La conciencia actual de la fragilidad de nuestras estructuras políticas y económicas, que hace el culto del espectáculo tan obsceno como obsoleto, demanda la renovación, un siglo después, del contrato social de la arquitectura moderna: una renovación que no puede ser inocente, ya que son muchas las culpas que recaen sobre la arquitectura, pero que tampoco puede rendirse al escepticismo. Es desde luego un camino difícil, que demanda atención constante, y que al final puede no llevar a ningún sitio. Pero es el único que ofrece una esperanza fugaz, y el único que parece decente recorrer. Ese es nuestro modesto y estúpido camino hacia delante: crear islas de orden en un mar de desorden, y ofrecer cobijo ante el dolor del caos. Italo Calvino describió elocuentemente esa senda en las frases finales de sus Ciudades invisibles de 1972:«buscar y saber reconocer quién y qué, en medio del infierno, no es infierno, y hacerlo durar, y darle espacio».

Entre el enrevesado dibujo que resumía en 2009 la estrategia estadounidense en Afganistán y el elegante diagrama con el que Alfred Barr sintetizó en 1936 el desarrollo del arteabstracto hay menos de un siglo, pero un abismo conceptual.

Si todo esto suena como un intento dubitativo de dar nueva vigencia a un humanismo tristemente ajado, es posiblemente porque, como Mark Lilla ha argumentado, demasiados de nosotros «seguimos a un falso mesías hasta el desierto de la deconstrucción», y la reacción intelectual a este extravío tiene un elemento de desesperación que busca los más improbables asideros.
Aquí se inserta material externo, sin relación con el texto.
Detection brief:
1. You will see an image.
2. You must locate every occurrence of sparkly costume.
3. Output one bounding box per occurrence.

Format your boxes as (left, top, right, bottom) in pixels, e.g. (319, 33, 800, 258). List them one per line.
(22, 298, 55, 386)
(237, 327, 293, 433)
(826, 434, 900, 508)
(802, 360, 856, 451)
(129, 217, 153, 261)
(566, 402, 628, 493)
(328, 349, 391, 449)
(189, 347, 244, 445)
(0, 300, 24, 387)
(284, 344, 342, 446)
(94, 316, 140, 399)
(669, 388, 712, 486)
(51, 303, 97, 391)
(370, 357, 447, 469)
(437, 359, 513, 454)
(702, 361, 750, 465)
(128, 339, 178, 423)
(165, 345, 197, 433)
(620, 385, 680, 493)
En Les voix du silence de 1951, André Malraux escribió que «nous voulons retrouver l’homme partout où nous avons trouvé ce qu'il écrase», y esta voluntad de volver a descubrir la humanidad en la adversidad tiene un valor ético que no podemos dejar desaparecer. La crisis del mundo reclama que la crítica otorgue voz al silencio, y que desvele a la mirada tanto las ciudades invisibles como las arquitecturas invisibles.